It’s funny—the minute a concert is over, life washes in like a tidal wave, and all the things that I’ve put on hold scream for immediate attention. Therefore: a belated log-in about Tuesday’s show.
I worried that we might not have much of a house because my former student Naomi O’Connell was having her official debut recital (courtesy of Concert Artists Guild) at Weill Hall the same night. Our mutual friends would have divided loyalties, of course, and I would have to do my level best not to hold grudges against those who elected to support Naomi on her big night. But we still gathered a very good crowd at Merkin, and even a few of my Juilliard students (bless them) showed up. (It’s a good thing I don’t have to give any of them grades.)

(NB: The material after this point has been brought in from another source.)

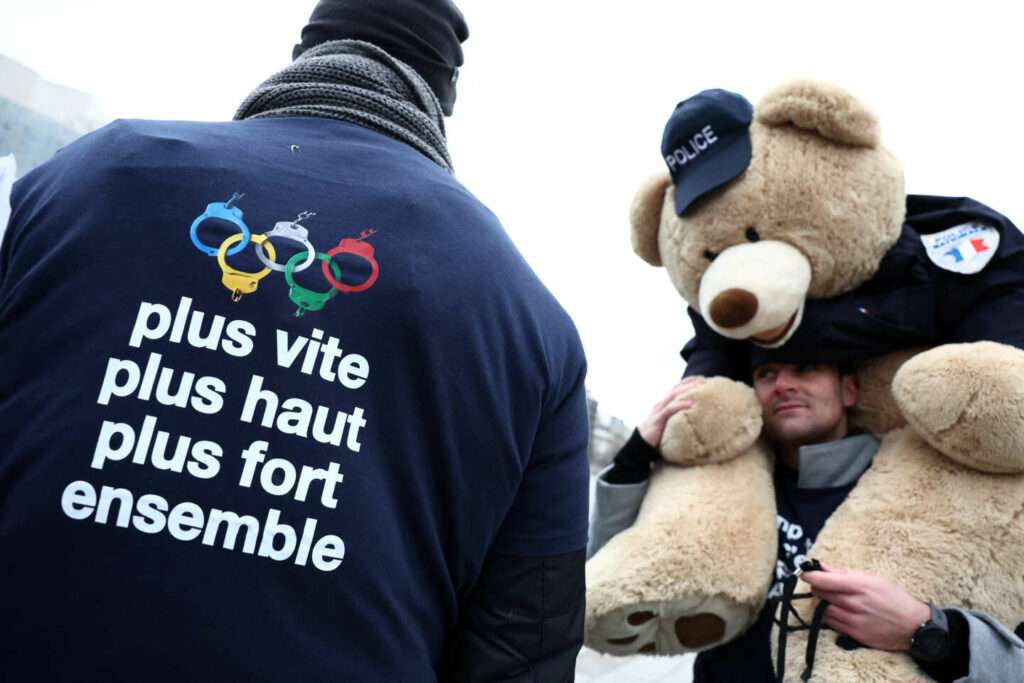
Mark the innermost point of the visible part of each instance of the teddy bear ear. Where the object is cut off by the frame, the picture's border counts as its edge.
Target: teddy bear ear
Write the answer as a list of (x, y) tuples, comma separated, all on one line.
[(825, 108), (645, 216)]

Sunday at Caramoor had been a watershed day for me at the piano: I was able to implement some of the new technical stuff I’m working on while under the scrutiny of the public. It was a real step forward to have my brains, my hands, and my heart working together at a higher level than ever. But playing in New York is always a bit tougher for me; I’m more nervous, and even after 40 years onstage I’m still aware of who’s out there. Though I say soothing things to my hands and arms they don’t always listen. Still, I felt pretty good in the first half of the show, and continued to play well after intermission in spite of a few moments when some old, habitual tensions invaded my body. I used to think that this was my own private, unutterable burden, but in recent years I have finally learned that I am not alone. It seems that most of us pianists are constantly tweaking our techniques—as we try to make our boxy percussion instrument into something sexy and seductive. On Tuesday I managed to tame the rather overbearing piano at Merkin Hall, but I thought I was working a little too hard at the end of the evening.
Still, the cast sang like gods, Michael was a gem, and I could feel that the audience was moved by the songs—and bowled over by the singers. We ended the Rising Stars experience just right: with a beautiful musical communion.